Attorney-at-Law

WOODSHEDDING YOUR EXPERTS – REDUX

In Uncategorized on 03/02/2022 at 16:42

Clary Hood, founder of his eponymous grading and excavation company, is an American success story. Starting out of high school as a Cat skinner (that’s driving a Caterpillar excavating rig) in his father’s business, he went out on his own with “…only two employees and a hodgepodge of used equipment valued at no more than $60,000 before growing into a 150-person company with nearly $70 million in revenue by the end of [the second of the two years at issue]. ” Clary Hood, Inc., T. C. Memo. 2022-15, filed 3/2/22, at p. 4.

And it was no sleighride; Clary rode out two (count ’em, two) recessions, cutting his own pay to zero and his employees’ to as low as he could, walking away from Walmart when they tried to squeeze him, selling excess equipment, personally guaranteeing loans and completion bonds, and working 80-hour weeks.

And unlike some hard-driving entrepreneurs, he hired a first class team of executives who worked as hard as he did.

So when they had two (count ’em, two) great years back-to-back, and Clary was beginning to think of ““a changing of the guard”,” T. C. Memo. 2022-15, at p. 47, his executives thought Clary had been undercompensated for all the years he had kept the company going, and had their CPAs do a heavy-duty calculation for Year One (but not Year Two). And the Board of Directors (Clary and Mrs. Clary) voted Clary a very healthy bonus in each year. And Clary and Mrs. Clary never declared a dividend.

IRS claims excessive compensation, and whangs Clary with hefty deficiencies and five-and-ten understatement chops.

Judge Travis A (“Tag”) Greaves clearly appreciates Clary, the kind of man who made this country great. But rendering nondeductible disguised dividends deductible as salary and wages is a no go.

Now reasonable compensation is often in the eye of the beholder, beheld through multifactored lenses.

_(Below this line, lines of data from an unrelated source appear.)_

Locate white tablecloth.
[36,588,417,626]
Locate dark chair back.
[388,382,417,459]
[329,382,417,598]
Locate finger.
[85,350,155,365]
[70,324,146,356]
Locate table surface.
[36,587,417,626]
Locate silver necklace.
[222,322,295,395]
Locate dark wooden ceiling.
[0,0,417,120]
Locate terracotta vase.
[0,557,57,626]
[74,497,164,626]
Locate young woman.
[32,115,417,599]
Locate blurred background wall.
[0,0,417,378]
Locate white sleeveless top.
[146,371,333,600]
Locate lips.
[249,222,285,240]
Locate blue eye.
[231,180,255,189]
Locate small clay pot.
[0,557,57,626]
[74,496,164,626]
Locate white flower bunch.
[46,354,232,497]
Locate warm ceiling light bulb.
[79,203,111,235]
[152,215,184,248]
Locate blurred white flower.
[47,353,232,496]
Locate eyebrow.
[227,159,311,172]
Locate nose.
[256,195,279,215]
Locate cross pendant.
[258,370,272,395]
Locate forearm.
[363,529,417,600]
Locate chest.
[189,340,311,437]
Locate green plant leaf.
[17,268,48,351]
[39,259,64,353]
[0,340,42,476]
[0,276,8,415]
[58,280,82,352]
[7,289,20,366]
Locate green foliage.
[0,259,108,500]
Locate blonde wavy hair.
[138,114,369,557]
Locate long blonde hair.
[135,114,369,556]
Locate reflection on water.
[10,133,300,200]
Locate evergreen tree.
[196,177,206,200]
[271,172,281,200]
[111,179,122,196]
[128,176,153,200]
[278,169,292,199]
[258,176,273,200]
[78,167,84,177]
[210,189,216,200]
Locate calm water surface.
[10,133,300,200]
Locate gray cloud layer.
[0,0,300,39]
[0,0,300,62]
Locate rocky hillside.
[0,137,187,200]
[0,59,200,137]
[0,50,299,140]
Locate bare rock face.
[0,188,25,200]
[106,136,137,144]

While Clary’s attorneys try independent investor as the sole test, only one CCA bought that, and 4 Cir, whence Clary is Golsenized, never bought it.

Now for the reason for the headline first written at the head hereof, as my already-on-their-second-Grey-Goose-Gibson colleagues would say. Read from page 34 to page 39; those are Clary’s experts. Then read from page 39 to 42; that’s IRS’ expert, who allowed Clary more than IRS did in the SNOD. In a big-ticket case like this, where technical issues abound, one can’t just take an expert’s report and put it in evidence. One needs to do a thorough cross-examination in advance. While it’s easy to play Monday-morning quarterback, it sure looks like somebody missed a block or two here.

I won’t mention letting Clary testify about income tax considerations and the changing of the guard.

While I’m no pitchman for CLE programs, I suggest someone should run one on “Win Your Case by Woodshedding Your Experts.”

Worse, while his trusty CPAs did a great job providing good faith cover for Clary for the chops on the Year One deficiency, no evidence was proffered as to Year Two. However thin the rationale might be for Year Two, ya gotta try it.

As an old Army engineer, I agree the Cat skinners do a better job than the paperers.